- Что молчишь, брате? - тихо спросил Серпуховской.
- Слово с духом исходит, а ум в молчании начальствует... Токмо не было пищи уму в ночи бессонные, токмо червь сосал меня... Ведомо стало мне от того же гонца, коего привез на Москву беглый полоняник, что Михаил Тверской не добился крестоцелования от Воло-димер-града, тамо люди ответили ему: есть у нас князь законный! И то любо мне, бояре, и молю бога, что и иные все грады такоже верны станут.
- Без войска Михаил? - спросил Иван Минин.
- Устыдился брать войско татарское да наводить его на Русь - о душе, поди, думал, - ответил Дмитрий.
- Аль серебра недостало? - удивился Монастырев,
- У сатаны бы вылгал тыщонку! - поддержал дружка Кусаков.
- Тот токмо душу берет в заклад! - ввязался в смешки Свиблов и посмотрел на князя: не шибко ли развеселились?
Великий князь покачал головой и выдал совету еще одну новость:
- Ведомо нам учинилось, что Михаил Тверской в Сарай Берке оставил хану сына родного... за десять тыщ рублев.
Охнула ответная, замерла, только Владимир Серпуховской нервно пощипывал светлый ус да Дмитрий Боброк снова загладил ладонями по коленкам и изрек:
- Ирод!
- Истинно ирод!
- Козел тверской!
- Вишь, широко как размыслил: с Литвою - в зятьях, сыном от Орды откупился, как же тут не стать великим князем? - всплеснул руками Шуба.

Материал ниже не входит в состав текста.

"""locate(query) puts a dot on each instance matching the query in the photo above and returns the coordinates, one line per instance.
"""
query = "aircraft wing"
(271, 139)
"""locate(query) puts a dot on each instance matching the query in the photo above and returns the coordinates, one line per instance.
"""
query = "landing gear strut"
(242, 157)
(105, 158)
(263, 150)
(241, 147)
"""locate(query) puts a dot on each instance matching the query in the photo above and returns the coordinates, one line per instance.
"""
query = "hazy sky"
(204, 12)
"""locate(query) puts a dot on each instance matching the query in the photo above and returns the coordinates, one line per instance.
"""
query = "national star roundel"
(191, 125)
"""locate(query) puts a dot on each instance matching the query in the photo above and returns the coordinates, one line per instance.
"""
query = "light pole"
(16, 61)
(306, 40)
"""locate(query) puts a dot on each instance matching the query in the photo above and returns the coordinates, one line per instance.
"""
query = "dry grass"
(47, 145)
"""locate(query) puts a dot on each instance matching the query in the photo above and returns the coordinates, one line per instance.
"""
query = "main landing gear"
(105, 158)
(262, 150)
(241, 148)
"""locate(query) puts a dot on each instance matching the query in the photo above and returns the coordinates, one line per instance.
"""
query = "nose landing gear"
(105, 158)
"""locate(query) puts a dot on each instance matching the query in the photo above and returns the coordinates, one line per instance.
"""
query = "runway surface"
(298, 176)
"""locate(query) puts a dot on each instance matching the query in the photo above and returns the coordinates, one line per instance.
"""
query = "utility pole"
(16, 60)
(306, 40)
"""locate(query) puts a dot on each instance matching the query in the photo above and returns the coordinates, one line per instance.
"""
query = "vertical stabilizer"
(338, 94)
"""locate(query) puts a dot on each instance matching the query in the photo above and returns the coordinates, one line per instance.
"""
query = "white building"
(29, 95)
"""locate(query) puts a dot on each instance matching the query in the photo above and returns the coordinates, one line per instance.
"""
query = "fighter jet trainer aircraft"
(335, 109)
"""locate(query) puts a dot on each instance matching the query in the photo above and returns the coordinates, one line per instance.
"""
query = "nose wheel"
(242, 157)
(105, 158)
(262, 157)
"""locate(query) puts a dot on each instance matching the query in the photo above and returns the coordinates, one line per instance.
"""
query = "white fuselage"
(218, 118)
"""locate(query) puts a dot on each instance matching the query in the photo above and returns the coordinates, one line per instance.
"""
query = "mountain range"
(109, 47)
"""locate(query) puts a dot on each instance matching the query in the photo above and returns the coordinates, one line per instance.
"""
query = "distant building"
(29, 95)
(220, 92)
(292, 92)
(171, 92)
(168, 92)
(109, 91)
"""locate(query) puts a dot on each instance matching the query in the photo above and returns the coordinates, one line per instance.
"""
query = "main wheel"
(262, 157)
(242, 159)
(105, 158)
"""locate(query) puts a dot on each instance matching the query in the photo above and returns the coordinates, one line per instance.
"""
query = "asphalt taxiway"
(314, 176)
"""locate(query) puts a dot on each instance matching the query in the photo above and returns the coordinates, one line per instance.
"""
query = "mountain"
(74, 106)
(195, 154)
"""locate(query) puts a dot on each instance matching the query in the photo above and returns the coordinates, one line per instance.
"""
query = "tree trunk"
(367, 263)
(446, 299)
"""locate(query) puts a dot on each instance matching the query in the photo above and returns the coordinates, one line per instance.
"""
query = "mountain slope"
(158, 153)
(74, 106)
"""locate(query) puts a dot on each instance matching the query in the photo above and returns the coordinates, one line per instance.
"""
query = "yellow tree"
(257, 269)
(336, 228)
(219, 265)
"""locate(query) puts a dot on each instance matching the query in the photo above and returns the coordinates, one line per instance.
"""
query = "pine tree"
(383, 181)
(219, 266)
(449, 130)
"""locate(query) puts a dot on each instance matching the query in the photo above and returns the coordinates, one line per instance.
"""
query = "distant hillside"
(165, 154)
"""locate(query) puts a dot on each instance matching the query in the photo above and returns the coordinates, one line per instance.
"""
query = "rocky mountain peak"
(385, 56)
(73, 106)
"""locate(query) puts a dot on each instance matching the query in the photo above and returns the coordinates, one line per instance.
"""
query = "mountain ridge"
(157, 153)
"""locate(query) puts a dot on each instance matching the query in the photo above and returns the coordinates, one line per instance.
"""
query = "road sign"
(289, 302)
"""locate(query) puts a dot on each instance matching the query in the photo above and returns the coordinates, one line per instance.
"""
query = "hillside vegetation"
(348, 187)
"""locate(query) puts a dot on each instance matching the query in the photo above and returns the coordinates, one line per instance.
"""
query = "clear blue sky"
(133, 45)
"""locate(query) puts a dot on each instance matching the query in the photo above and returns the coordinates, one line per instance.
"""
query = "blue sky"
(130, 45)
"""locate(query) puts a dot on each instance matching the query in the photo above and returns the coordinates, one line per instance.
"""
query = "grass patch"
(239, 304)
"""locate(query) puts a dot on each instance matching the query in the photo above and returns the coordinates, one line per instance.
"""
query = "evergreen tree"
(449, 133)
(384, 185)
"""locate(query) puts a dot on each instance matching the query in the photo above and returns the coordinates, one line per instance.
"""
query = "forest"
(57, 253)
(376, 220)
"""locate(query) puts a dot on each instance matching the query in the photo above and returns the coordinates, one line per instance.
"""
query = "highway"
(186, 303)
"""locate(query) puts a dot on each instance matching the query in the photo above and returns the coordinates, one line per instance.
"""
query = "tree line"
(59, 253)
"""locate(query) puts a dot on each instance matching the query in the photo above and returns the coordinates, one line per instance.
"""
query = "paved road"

- Чего мыслишь, княже? - спросил Свиблов насовсем как брат-тиун, добавил: - Дмитрий свет Иванович?
- А то и думаю: Михаил наехал не один - с великим послом хановым, Сарыхожою, а тот при крепком полку татар и велит мне ехать во Вол-одимер-град, дабы самому узреть, как станет посол ярлык ханов Михаилу всучать.
- Не бывать тому!
- Не бывать Москве под Тверью!
- Не бывать московскому медведю под тверским козлом!
Палата гудела вся разом, крики заглушали друг друга. Лица раскраснелись. Руки рубили воздух, как на бранном поле, и ругань, черная, обидная, по тверскому князю, по всему его княжеству хлестала наотмашь. Дмитрий слушал все это, надо бы радоваться вновь, а он не мог: так легко подымается единоверец на единоверца. "Вот оно! Вот она, погибель земли русской, зачатая еще на Калке-реке..." Но сейчас и эти раздумья не могли отвлечь его от жестокой мысли о походе и наказании строптивого соседа.
Тут поднялся с лавки Боброк, и все приумолкли, а он прошел тяжелым шагом немолодого уже человека к оконцу и медленно налил полную кружку сыти. Медовым духом повеяло по палате. Боброк оглядел всех, молча выпил и снова оглядел. Вытер широкую бороду-лопату и только после этого веско изрек:
- Не бывать Москве под Тверью. Сбирай полки, княже!
* * *
В переходных сенях новый мечник раздавал боярам оставленные на лавках мечи. Хмуро посматривали ближние княжьи люди на юношу: "Эва! Приластил себя ко князю! Пиявочна душа, присосал себя ко князю и радехонек..."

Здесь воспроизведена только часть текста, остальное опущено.